Op 17 april 2013 heeft de rechtbank Midden-Nederland beslist dat voor toekenning van een vergoeding in geval van ontbinding van een arbeidsovereenkomst de 36 urige werkweek zoals contractueel overeengekomen als uitgangspunt dient te worden genomen en niet het aantal uren dat de werknemer werkte sinds het ouderschapsverlof.

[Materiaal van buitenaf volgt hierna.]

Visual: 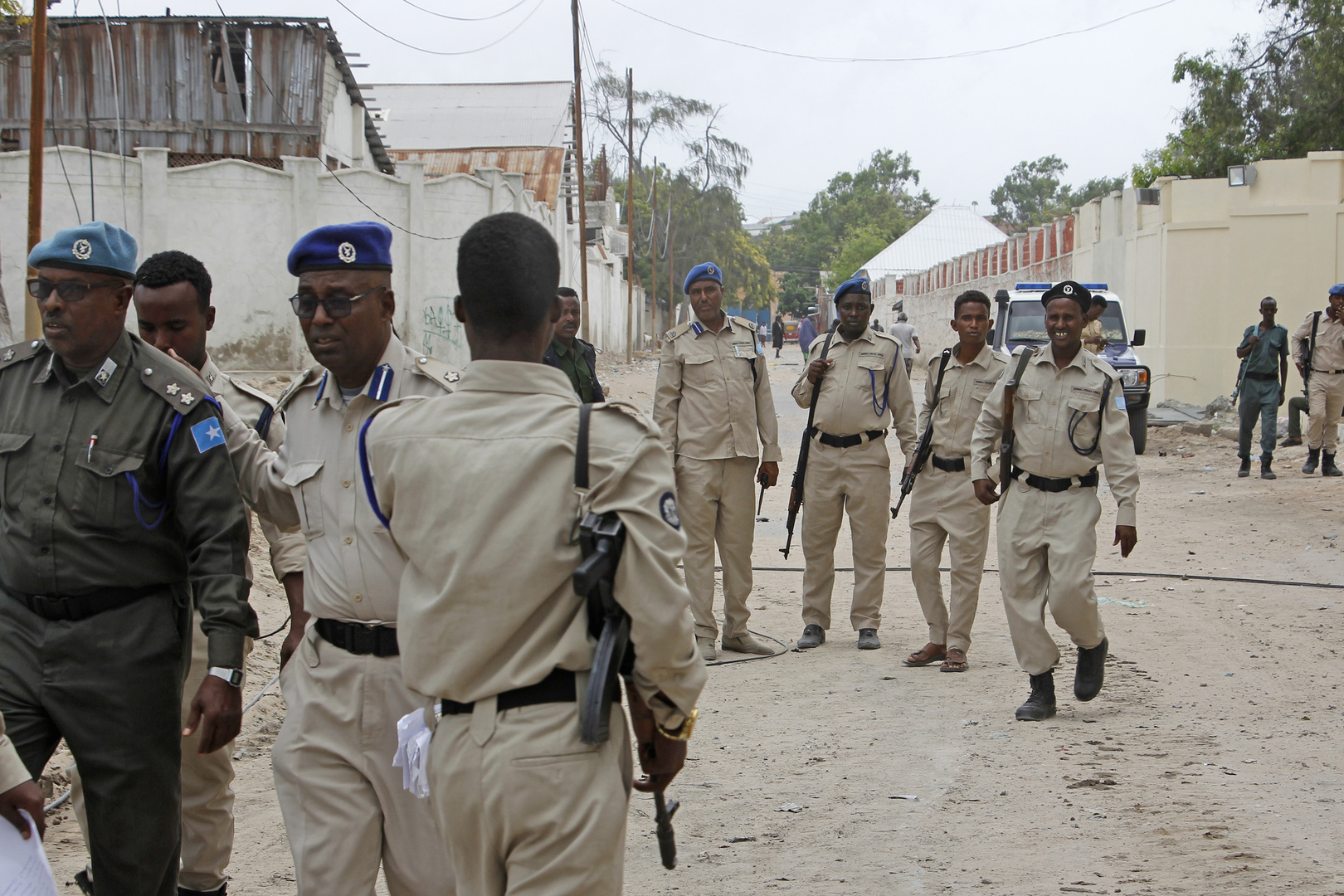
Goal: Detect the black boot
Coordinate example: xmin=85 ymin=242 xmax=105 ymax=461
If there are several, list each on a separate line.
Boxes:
xmin=1074 ymin=638 xmax=1110 ymax=703
xmin=1016 ymin=669 xmax=1055 ymax=722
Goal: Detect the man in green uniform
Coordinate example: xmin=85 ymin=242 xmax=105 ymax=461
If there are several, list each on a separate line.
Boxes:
xmin=0 ymin=222 xmax=256 ymax=896
xmin=1236 ymin=295 xmax=1288 ymax=480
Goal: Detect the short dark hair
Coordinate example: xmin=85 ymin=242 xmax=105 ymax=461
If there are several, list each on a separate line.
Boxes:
xmin=952 ymin=289 xmax=995 ymax=317
xmin=457 ymin=212 xmax=561 ymax=336
xmin=134 ymin=249 xmax=212 ymax=312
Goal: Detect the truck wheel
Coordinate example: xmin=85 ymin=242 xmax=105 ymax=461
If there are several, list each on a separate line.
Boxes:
xmin=1129 ymin=407 xmax=1147 ymax=454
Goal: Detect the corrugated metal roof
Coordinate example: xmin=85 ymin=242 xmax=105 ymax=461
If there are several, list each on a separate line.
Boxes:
xmin=864 ymin=206 xmax=1006 ymax=277
xmin=391 ymin=146 xmax=564 ymax=208
xmin=366 ymin=80 xmax=574 ymax=149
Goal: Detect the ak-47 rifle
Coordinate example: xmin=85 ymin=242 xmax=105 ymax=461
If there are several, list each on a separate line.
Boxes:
xmin=891 ymin=348 xmax=952 ymax=520
xmin=780 ymin=319 xmax=840 ymax=559
xmin=999 ymin=345 xmax=1036 ymax=495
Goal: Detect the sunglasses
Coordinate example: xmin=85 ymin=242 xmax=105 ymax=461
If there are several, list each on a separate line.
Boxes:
xmin=289 ymin=286 xmax=387 ymax=319
xmin=28 ymin=277 xmax=126 ymax=302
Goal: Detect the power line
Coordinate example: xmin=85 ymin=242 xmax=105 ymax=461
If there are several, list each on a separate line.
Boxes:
xmin=336 ymin=0 xmax=545 ymax=56
xmin=605 ymin=0 xmax=1176 ymax=61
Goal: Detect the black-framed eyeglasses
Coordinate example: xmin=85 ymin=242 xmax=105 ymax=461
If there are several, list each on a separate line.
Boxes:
xmin=28 ymin=277 xmax=126 ymax=303
xmin=289 ymin=286 xmax=387 ymax=319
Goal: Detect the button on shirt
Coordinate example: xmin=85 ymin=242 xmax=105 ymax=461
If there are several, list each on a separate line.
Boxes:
xmin=793 ymin=329 xmax=919 ymax=457
xmin=971 ymin=345 xmax=1138 ymax=525
xmin=919 ymin=345 xmax=1008 ymax=460
xmin=653 ymin=317 xmax=783 ymax=462
xmin=225 ymin=336 xmax=449 ymax=623
xmin=367 ymin=362 xmax=706 ymax=728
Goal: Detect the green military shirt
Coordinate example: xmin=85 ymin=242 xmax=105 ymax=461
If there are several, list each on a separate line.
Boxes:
xmin=0 ymin=332 xmax=256 ymax=669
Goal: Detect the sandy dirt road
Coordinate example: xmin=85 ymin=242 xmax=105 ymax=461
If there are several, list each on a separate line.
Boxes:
xmin=37 ymin=345 xmax=1344 ymax=894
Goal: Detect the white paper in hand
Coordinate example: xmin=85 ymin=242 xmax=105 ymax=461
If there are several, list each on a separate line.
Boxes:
xmin=0 ymin=809 xmax=56 ymax=896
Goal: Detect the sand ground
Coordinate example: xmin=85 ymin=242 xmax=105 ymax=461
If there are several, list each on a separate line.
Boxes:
xmin=37 ymin=344 xmax=1344 ymax=894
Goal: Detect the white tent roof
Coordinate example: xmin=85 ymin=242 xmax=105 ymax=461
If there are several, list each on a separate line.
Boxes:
xmin=864 ymin=206 xmax=1006 ymax=278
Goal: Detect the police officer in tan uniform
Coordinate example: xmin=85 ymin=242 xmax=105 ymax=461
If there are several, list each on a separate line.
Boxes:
xmin=793 ymin=277 xmax=918 ymax=650
xmin=366 ymin=213 xmax=706 ymax=896
xmin=971 ymin=280 xmax=1138 ymax=722
xmin=906 ymin=289 xmax=1008 ymax=672
xmin=653 ymin=263 xmax=781 ymax=661
xmin=216 ymin=222 xmax=456 ymax=896
xmin=1293 ymin=284 xmax=1344 ymax=475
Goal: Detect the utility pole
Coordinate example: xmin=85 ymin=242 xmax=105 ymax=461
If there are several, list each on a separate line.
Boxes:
xmin=570 ymin=0 xmax=589 ymax=340
xmin=23 ymin=0 xmax=47 ymax=338
xmin=625 ymin=69 xmax=635 ymax=364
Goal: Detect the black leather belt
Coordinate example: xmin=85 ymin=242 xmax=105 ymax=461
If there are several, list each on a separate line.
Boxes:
xmin=440 ymin=669 xmax=575 ymax=716
xmin=5 ymin=584 xmax=171 ymax=622
xmin=928 ymin=454 xmax=967 ymax=473
xmin=817 ymin=430 xmax=887 ymax=447
xmin=1012 ymin=466 xmax=1101 ymax=492
xmin=313 ymin=619 xmax=401 ymax=657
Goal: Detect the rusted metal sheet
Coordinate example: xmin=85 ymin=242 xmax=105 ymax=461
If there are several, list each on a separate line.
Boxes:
xmin=387 ymin=146 xmax=564 ymax=208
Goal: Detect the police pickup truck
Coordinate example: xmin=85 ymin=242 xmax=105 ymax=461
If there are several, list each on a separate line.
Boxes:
xmin=993 ymin=284 xmax=1152 ymax=454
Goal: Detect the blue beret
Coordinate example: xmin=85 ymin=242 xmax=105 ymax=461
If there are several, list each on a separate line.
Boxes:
xmin=836 ymin=277 xmax=872 ymax=302
xmin=28 ymin=221 xmax=136 ymax=280
xmin=289 ymin=221 xmax=392 ymax=277
xmin=1040 ymin=280 xmax=1091 ymax=314
xmin=681 ymin=262 xmax=723 ymax=295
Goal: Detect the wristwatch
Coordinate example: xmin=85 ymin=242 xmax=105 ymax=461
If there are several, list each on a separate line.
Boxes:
xmin=210 ymin=666 xmax=243 ymax=688
xmin=659 ymin=707 xmax=700 ymax=740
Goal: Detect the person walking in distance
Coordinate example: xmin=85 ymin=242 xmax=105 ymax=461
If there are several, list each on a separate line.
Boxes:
xmin=1236 ymin=295 xmax=1288 ymax=480
xmin=971 ymin=280 xmax=1138 ymax=722
xmin=1293 ymin=284 xmax=1344 ymax=475
xmin=653 ymin=263 xmax=781 ymax=661
xmin=904 ymin=289 xmax=1008 ymax=672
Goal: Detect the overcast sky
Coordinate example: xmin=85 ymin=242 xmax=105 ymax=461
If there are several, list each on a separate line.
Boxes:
xmin=81 ymin=0 xmax=1264 ymax=221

De kantonrechter baseert dit oordeel op de rechtstreeks tussen partijen werkende Europese Raamovereenkomst inzake ouderschapsverlof. Die raamovereenkomst beoogt niet alleen om werknemers te beschermen tegen ontslag wegens het opnemen van ouderschapsverlof, ook kent die overeenkomst een werknemer het recht toe om na ouderschapsverlof terug te keren in zijn oude danwel een vergelijkbare cq gelijkwaardige functie. Ook volgt uit de Raamovereenkomst dat de op de datum van ingang van het ouderschapsverlof door de werknemer verworven rechten ongewijzigd blijven tijdens het ouderschapsverlof.
De Raamovereenkomst inzake ouderschapsverlof strekt ertoe om beroeps- en gezinsleven beter te combineren. Daarmee zou onverenigbaar zijn indien de ontslagvergoeding in de vorm van de kantonrechtersformule gebaseerd zou worden op het de situatie tijdens het ouderschapsverlof. Werkgevers zouden dan immers werknemers met ouderschapsverlof mogelijk eerder voordragen voor ontslag dan full time werkende werknemers.